À première vue, cela ressemble à un non-sens. Pourtant, derrière cette habitude se cache une philosophie ancienne qui continue d’influencer le rapport des Coréens à la chaleur estivale. En Corée du Sud, cette méthode s’appelle le "iyeol chiyeol" (이열치열), une expression qui peut être traduite par "combattre la chaleur par la chaleur". Selon cette approche, exposer le corps à une source de chaleur contrôlée aide à rétablir l’équilibre interne et à affronter les températures extérieures élevées.

L’idée trouve son origine dans la médecine traditionnelle d’Asie orientale, qui considère le bien-être comme le résultat d’un équilibre entre des énergies et des forces opposées. Lorsque la chaleur extérieure devient excessive, l’organisme perd de l’énergie à travers la transpiration et la fatigue. Consommer un aliment chaud et nourrissant serait donc un moyen de reconstituer les ressources du corps et de favoriser une meilleure capacité d’adaptation aux conditions climatiques.

La soupe, symbole de l’été coréen

Le plat qui incarne le mieux cette philosophie est le “samgyetang”, une soupe préparée avec un coquelet entier farci de riz gluant, d’ail, de jujubes et de ginseng. Le tout mijote lentement jusqu’à l’obtention d’un bouillon riche et parfumé.

Paradoxalement, le “samgyetang” n’est pas considéré comme un plat d’hiver, mais comme l’un des mets estivaux par excellence. Traditionnellement, cette soupe est consommée durant les “sambok”, les trois jours les plus chauds du calendrier coréen, lorsque chaleur étouffante et humidité atteignent des niveaux particulièrement élevés.

Ces jours-là, les restaurants spécialisés affichent souvent de longues files d’attente, de clients venus chercher leur bol de bouillon fumant.

Au-delà de la tradition : ce que dit la science

L’habitude coréenne peut sembler contre-intuitive, mais certaines études ont mis en évidence un possible fondement physiologique. Une recherche de l’Université d’Ottawa, citée par plusieurs experts en alimentation, a montré que boire des liquides chauds peut augmenter la transpiration et favoriser la dispersion de la chaleur corporelle grâce à l’évaporation de la sueur. Dans certaines conditions environnementales, ce mécanisme peut procurer une sensation de fraîcheur plus efficace que celle apportée par une boisson très froide.

Naturellement, le bénéfice dépend de différents facteurs, parmi lesquels le niveau d’humidité et la capacité de la sueur à s’évaporer correctement. Cela ne signifie pas pour autant qu’une soupe brûlante soit toujours la solution idéale, mais cela permet de comprendre pourquoi des cultures différentes ont développé des stratégies apparemment opposées pour affronter la chaleur.

Une conception différente du bien-être

Pour de nombreux Coréens, le “samgyetang” n’est pas seulement un repas : c’est un véritable fortifiant, associé à l’idée de récupérer les énergies perdues pendant l’été.
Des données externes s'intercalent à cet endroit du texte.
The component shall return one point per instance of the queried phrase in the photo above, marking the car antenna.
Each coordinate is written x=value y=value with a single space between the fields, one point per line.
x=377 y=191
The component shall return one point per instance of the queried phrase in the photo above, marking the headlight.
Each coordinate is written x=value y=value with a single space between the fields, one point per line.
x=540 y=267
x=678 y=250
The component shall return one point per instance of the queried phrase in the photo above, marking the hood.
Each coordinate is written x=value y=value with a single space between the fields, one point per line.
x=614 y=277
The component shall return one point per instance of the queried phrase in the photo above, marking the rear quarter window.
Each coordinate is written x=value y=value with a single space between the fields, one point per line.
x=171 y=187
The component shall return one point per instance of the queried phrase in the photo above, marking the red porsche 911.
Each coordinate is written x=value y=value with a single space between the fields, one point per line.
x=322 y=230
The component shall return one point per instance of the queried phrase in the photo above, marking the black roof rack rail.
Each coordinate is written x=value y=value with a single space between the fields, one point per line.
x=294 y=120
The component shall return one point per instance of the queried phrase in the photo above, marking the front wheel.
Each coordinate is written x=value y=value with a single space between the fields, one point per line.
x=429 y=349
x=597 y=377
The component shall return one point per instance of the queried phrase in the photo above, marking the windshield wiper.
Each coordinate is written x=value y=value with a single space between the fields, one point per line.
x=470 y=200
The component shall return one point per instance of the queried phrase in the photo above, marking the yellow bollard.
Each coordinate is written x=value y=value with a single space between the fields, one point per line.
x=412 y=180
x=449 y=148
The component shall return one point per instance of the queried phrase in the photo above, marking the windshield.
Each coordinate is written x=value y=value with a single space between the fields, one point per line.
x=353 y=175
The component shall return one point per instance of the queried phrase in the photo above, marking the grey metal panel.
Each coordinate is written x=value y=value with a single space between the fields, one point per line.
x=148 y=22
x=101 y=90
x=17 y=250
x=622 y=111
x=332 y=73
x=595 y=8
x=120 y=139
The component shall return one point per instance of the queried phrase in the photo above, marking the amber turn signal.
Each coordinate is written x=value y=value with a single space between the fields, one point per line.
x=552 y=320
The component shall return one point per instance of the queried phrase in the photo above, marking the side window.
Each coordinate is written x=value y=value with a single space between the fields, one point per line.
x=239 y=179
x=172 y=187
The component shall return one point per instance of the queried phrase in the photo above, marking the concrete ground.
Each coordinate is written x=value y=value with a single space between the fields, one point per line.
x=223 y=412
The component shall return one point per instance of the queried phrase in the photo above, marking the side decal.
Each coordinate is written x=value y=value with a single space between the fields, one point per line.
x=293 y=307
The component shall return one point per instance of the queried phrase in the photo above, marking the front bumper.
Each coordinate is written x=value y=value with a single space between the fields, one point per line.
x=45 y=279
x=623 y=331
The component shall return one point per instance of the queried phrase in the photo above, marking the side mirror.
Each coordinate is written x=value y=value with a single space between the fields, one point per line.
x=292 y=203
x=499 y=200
Le ginseng, en particulier, occupe une place centrale dans la culture culinaire du pays et est traditionnellement lié à la vitalité et à la résistance physique.
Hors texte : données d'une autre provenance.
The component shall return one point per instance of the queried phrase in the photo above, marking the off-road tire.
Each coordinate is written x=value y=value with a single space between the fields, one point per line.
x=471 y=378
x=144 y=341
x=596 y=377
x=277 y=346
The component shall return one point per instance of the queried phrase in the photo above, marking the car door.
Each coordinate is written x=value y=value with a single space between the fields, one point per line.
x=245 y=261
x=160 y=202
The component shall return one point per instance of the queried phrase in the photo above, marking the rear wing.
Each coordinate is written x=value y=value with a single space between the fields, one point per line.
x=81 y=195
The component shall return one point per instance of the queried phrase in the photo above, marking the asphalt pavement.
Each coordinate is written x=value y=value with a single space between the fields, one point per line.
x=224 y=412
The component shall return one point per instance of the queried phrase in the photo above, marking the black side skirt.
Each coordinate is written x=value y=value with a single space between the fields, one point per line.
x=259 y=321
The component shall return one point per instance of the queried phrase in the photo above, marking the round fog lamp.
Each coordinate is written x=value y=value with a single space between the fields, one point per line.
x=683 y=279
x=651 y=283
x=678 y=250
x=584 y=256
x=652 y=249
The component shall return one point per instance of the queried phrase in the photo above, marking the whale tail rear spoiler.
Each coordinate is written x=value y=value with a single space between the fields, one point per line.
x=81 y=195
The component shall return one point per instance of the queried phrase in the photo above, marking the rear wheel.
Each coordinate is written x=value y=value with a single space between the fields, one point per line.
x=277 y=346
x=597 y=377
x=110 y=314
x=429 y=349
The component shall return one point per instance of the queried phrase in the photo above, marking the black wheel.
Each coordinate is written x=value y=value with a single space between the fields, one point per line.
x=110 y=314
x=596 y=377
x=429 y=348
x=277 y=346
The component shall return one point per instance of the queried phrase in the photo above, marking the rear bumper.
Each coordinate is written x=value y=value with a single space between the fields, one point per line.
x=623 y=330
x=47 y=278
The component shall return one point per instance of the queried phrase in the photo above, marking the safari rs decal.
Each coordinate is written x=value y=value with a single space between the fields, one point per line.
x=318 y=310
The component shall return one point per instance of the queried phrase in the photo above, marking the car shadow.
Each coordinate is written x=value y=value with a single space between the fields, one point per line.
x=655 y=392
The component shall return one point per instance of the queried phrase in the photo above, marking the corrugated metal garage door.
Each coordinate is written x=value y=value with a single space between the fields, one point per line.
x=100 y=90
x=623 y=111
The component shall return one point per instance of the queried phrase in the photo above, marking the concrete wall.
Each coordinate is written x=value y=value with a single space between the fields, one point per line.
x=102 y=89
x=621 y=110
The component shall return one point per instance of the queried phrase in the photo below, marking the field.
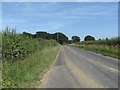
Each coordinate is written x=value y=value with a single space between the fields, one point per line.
x=108 y=47
x=25 y=59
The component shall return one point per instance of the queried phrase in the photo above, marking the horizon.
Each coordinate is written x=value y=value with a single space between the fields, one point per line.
x=98 y=19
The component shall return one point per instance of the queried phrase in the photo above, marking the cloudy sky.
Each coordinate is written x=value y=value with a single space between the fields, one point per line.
x=98 y=19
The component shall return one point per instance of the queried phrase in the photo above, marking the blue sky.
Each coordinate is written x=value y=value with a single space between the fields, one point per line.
x=99 y=19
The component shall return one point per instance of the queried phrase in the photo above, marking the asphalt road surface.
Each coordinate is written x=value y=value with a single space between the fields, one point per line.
x=76 y=68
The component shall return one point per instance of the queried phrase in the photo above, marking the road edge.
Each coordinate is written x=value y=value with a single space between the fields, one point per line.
x=49 y=69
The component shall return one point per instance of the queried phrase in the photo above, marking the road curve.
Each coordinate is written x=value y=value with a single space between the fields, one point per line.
x=76 y=68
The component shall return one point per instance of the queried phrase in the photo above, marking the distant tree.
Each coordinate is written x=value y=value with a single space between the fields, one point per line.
x=69 y=41
x=106 y=38
x=89 y=38
x=75 y=38
x=27 y=34
x=61 y=38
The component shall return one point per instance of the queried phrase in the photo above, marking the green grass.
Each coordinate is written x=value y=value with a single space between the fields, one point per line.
x=101 y=49
x=27 y=73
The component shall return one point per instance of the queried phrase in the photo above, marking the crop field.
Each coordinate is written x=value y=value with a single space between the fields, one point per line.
x=108 y=47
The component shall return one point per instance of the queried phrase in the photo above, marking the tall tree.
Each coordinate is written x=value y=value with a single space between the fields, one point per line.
x=89 y=38
x=75 y=38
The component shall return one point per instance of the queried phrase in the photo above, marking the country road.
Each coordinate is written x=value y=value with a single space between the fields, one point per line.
x=76 y=68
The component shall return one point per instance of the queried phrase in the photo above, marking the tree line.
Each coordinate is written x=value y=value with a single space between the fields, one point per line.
x=59 y=37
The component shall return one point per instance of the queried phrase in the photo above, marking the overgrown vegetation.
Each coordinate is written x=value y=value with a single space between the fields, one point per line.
x=25 y=59
x=108 y=47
La logique n’est pas de chercher un soulagement immédiat face à la chaleur, mais d’aider le corps à réagir plus efficacement au stress climatique. Une différence culturelle significative par rapport à l’approche occidentale, qui a plutôt tendance à privilégier le refroidissement rapide grâce aux boissons froides, à la climatisation et aux mets légers.

Une leçon culturelle qui va au-delà de l’assiette 

L’habitude coréenne de manger de la soupe brûlante en plein été montre que le rapport au climat est aussi une construction culturelle. Ce qui, en Europe, peut sembler absurde est perçu, en Corée, comme une pratique de bon sens transmise de génération en génération.

Plus qu’une simple curiosité gastronomique, le “samgyetang” raconte une autre manière d’aborder le bien-être : ne pas s’opposer à la nature, mais chercher à entrer en résonance avec elle. Et ainsi, tandis que nous luttons contre les 40 degrés à coups de granités et de boissons glacées, à Séoul certains affrontent la même chaleur devant une soupe fumante, convaincus que la meilleure façon de vaincre la chaleur est de la traverser.